Fusarium
head blight (FHB), a devastating disease of barley caused primarily by the
fungus Fusarium graminearum, can cause significant yield losses and
grain contamination with mycotoxins. Enhancing genetic resistance to FHB and
the resultant accumulation of mycotoxins is one of the most effective and
economical methods of reducing losses caused by FHB. Our future objective is to
develop a multi-parent advanced generation intercross (MAGIC) population using
the most resistant two-rowed barley accessions possessing complementary
haplotypes at characterized FHB/DON loci with the goal of identifying progeny
with resistance enhanced beyond the level of the founder parents. A panel of
247 diverse barley accessions from world-wide collections previously observed
to exhibit promising levels of FHB resistance was evaluated in up to 10
environments over the past six years at two locations in Minnesota. The panel
was genotyped using the 50k Infinium iSelect genotyping array for barley and
association mapping was performed to identify quantitative trait loci (QTL)
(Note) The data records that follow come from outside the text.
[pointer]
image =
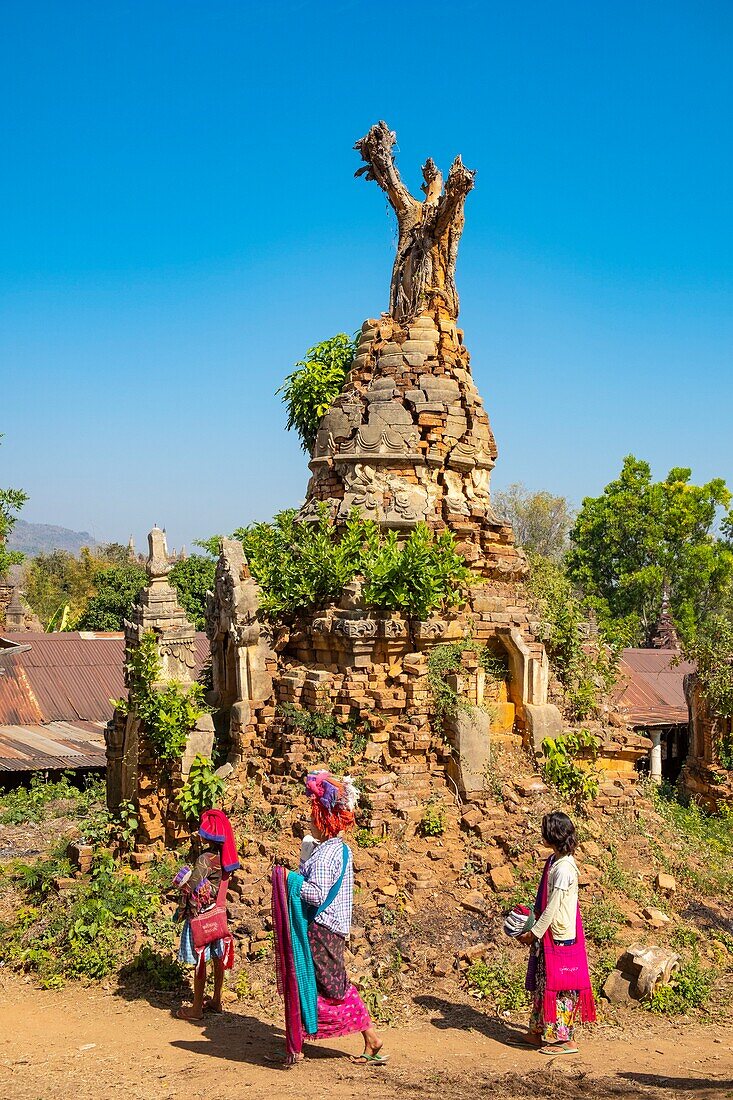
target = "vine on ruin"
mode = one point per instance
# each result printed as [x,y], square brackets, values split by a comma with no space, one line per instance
[303,565]
[712,652]
[203,790]
[168,712]
[313,387]
[560,767]
[584,667]
[446,660]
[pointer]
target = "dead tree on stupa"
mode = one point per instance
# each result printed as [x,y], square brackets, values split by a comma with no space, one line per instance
[429,229]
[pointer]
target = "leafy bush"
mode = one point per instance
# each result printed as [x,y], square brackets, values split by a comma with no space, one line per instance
[193,578]
[266,820]
[444,661]
[586,667]
[301,565]
[159,970]
[316,724]
[170,712]
[499,981]
[559,767]
[44,796]
[203,789]
[417,574]
[712,652]
[689,989]
[310,389]
[81,932]
[704,842]
[375,999]
[433,822]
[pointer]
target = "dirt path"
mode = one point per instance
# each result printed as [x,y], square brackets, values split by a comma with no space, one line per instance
[87,1044]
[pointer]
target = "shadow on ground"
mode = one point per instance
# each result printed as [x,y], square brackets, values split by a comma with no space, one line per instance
[452,1016]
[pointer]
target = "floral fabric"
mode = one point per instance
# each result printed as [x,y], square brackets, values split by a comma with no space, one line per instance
[562,1030]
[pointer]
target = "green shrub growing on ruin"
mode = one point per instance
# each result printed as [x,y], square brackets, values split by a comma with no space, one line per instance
[444,661]
[499,981]
[433,822]
[45,798]
[168,712]
[712,652]
[84,931]
[203,790]
[688,990]
[561,769]
[305,565]
[586,667]
[417,575]
[601,923]
[312,388]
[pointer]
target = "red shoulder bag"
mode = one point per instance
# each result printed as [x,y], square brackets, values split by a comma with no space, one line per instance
[211,925]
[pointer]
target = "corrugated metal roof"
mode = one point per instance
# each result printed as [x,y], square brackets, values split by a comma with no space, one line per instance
[58,745]
[651,686]
[52,683]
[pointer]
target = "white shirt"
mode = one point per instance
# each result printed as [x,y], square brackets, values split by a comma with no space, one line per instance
[559,914]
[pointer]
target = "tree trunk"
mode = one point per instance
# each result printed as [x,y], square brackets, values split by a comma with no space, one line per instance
[429,230]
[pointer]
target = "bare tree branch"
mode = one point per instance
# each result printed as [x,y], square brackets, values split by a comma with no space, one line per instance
[375,149]
[424,272]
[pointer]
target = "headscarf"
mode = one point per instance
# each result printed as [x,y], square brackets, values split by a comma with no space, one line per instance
[332,802]
[216,826]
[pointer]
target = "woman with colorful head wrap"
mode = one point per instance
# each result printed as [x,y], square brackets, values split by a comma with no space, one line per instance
[312,919]
[198,892]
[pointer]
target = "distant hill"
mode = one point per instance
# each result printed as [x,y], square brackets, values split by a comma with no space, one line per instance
[42,538]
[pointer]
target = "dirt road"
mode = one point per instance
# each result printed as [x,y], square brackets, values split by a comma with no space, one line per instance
[85,1044]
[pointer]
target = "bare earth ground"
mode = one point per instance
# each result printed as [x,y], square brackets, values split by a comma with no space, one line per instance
[85,1043]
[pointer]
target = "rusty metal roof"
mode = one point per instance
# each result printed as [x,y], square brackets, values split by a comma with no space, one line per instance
[58,745]
[58,682]
[651,686]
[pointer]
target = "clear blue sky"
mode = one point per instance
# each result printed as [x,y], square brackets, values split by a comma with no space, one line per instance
[181,221]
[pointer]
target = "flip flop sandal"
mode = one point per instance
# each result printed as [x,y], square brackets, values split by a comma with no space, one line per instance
[371,1059]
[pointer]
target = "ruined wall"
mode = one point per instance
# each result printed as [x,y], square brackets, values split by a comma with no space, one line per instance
[702,777]
[134,771]
[408,440]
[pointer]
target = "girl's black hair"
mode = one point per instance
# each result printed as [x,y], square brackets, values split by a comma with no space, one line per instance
[559,832]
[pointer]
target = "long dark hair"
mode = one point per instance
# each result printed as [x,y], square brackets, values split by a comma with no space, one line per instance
[559,832]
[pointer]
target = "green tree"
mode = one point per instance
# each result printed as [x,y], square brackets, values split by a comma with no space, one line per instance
[11,502]
[712,652]
[540,521]
[116,589]
[310,389]
[639,538]
[59,579]
[192,579]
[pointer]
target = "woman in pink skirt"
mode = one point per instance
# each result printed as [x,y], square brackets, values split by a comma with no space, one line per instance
[312,917]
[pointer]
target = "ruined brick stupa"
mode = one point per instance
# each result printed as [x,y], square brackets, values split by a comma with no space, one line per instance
[406,441]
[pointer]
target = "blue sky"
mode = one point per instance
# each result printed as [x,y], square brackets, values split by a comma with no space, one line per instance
[181,221]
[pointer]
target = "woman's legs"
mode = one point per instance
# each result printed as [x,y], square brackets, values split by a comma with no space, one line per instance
[196,1011]
[373,1041]
[218,983]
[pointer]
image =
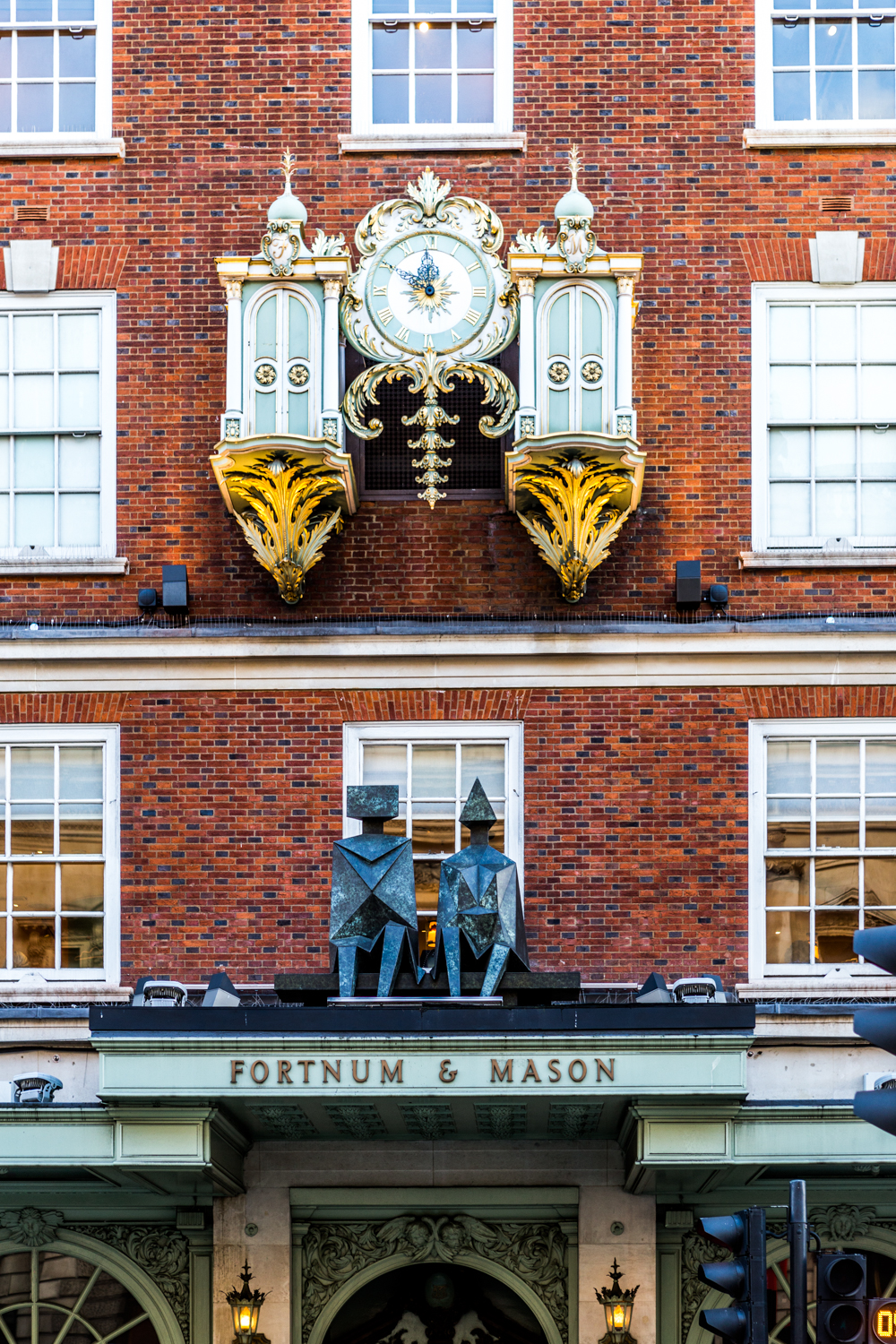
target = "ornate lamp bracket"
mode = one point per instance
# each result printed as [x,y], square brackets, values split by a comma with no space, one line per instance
[573,494]
[289,497]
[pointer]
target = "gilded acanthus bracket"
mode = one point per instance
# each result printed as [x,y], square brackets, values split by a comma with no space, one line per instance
[573,494]
[432,374]
[288,495]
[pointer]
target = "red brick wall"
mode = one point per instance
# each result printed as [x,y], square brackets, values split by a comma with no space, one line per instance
[207,99]
[635,820]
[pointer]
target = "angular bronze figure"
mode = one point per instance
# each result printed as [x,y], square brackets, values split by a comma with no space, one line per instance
[373,895]
[479,908]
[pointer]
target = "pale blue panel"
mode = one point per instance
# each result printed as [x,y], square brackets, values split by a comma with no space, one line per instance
[591,327]
[297,330]
[265,413]
[592,409]
[557,411]
[298,413]
[559,327]
[266,328]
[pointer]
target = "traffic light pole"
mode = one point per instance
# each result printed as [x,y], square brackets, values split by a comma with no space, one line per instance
[798,1238]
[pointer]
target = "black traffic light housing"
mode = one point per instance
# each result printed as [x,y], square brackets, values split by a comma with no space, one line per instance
[743,1279]
[841,1314]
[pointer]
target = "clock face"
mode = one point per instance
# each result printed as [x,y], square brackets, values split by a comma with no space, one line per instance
[429,289]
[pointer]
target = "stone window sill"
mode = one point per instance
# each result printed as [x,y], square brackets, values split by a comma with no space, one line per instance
[62,150]
[48,566]
[455,140]
[876,559]
[834,137]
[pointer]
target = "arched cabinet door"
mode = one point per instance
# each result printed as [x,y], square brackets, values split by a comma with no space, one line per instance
[575,392]
[282,363]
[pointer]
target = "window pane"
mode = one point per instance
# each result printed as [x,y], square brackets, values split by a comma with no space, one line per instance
[487,765]
[386,763]
[34,521]
[880,768]
[874,43]
[77,56]
[392,47]
[837,768]
[78,521]
[879,332]
[81,943]
[790,394]
[879,392]
[474,99]
[433,94]
[80,462]
[833,96]
[788,453]
[35,108]
[433,773]
[80,340]
[788,335]
[879,508]
[837,823]
[81,886]
[788,768]
[834,452]
[34,886]
[390,99]
[432,47]
[474,50]
[35,56]
[836,510]
[786,937]
[34,400]
[788,511]
[836,392]
[788,824]
[78,400]
[879,452]
[32,341]
[790,46]
[34,467]
[32,943]
[836,333]
[791,96]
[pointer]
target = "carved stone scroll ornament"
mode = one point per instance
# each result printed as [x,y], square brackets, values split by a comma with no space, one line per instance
[335,1253]
[282,499]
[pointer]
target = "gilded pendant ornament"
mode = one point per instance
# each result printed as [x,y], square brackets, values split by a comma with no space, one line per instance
[282,497]
[573,496]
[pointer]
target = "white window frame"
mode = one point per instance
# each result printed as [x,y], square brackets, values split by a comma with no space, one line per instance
[767,131]
[607,357]
[104,303]
[101,136]
[497,134]
[314,358]
[759,733]
[762,296]
[509,731]
[108,737]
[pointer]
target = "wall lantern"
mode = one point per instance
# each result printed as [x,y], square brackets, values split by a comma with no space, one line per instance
[616,1304]
[245,1305]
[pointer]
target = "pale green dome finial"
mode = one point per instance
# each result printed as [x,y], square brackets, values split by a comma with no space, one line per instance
[288,207]
[573,204]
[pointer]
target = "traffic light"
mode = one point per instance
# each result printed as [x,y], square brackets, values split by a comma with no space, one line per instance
[882,1320]
[841,1309]
[743,1279]
[879,1027]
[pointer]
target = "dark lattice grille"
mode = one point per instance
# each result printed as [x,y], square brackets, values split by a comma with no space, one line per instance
[476,460]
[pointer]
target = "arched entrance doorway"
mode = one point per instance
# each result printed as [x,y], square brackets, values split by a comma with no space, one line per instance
[435,1304]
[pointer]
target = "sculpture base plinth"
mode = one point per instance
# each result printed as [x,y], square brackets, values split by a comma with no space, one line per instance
[524,988]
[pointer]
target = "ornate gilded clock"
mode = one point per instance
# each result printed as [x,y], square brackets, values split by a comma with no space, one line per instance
[430,301]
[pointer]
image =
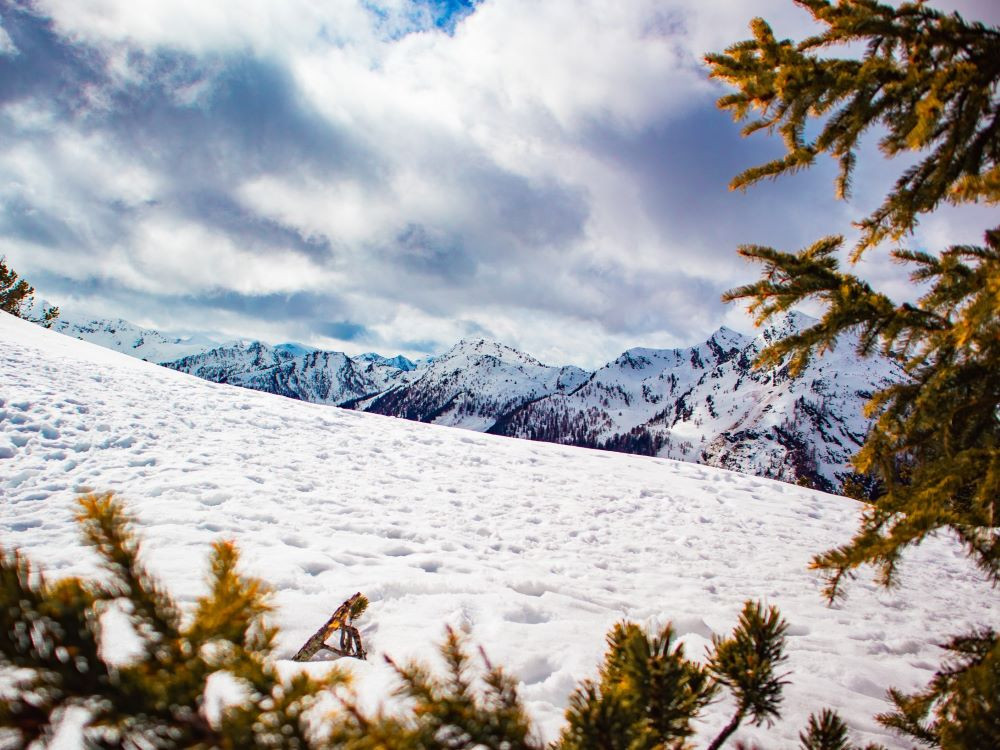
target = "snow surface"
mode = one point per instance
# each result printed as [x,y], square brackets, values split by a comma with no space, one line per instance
[534,549]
controlling FHB severity and deoxynivalenol (DON) concentration. Multiple FHB
and DON QTL were detected, notably independent of QTL influencing heading date,
plant height, and row type. These significant marker-trait associations were
used to generate multi-marker haplotypes in relevant genomic regions.
Haplotype-trait associations were then tested using the haplo.stats package in
R. A group of 21 two-rowed candidate parents was selected based on FHB and DON
phenotypes, as well as key agro-morphological traits including heading date and
plant height. The R package PopVar was used to predict genetic variance and
superior progeny means for simulated biparental populations for all parental
combinations of the 21 selected lines. Utilizing the predicted cross means and
variances, as well as the haplotype information for the selected lines, eight
parents were selected to serve as the founders for the multi-parent advanced
generation intercross (MAGIC) population. Three of the eight founder parents
are agronomically advanced lines, which will increase the chances of recovering
progeny with desirable agronomic and quality traits beyond resistance to FHB
and the accumulation of DON. Over the next three years, additional intercrosses
and selfing generations will be performed to generate 800-1000 recombinant
inbred lines (RILs) that will be phenotyped for disease reaction and mycotoxin
concentration in multiple environments. Progeny carrying novel combinations of
alleles from multiple founder parents at key haplotype loci are expected to
have enhanced resistance to FHB and DON accumulation.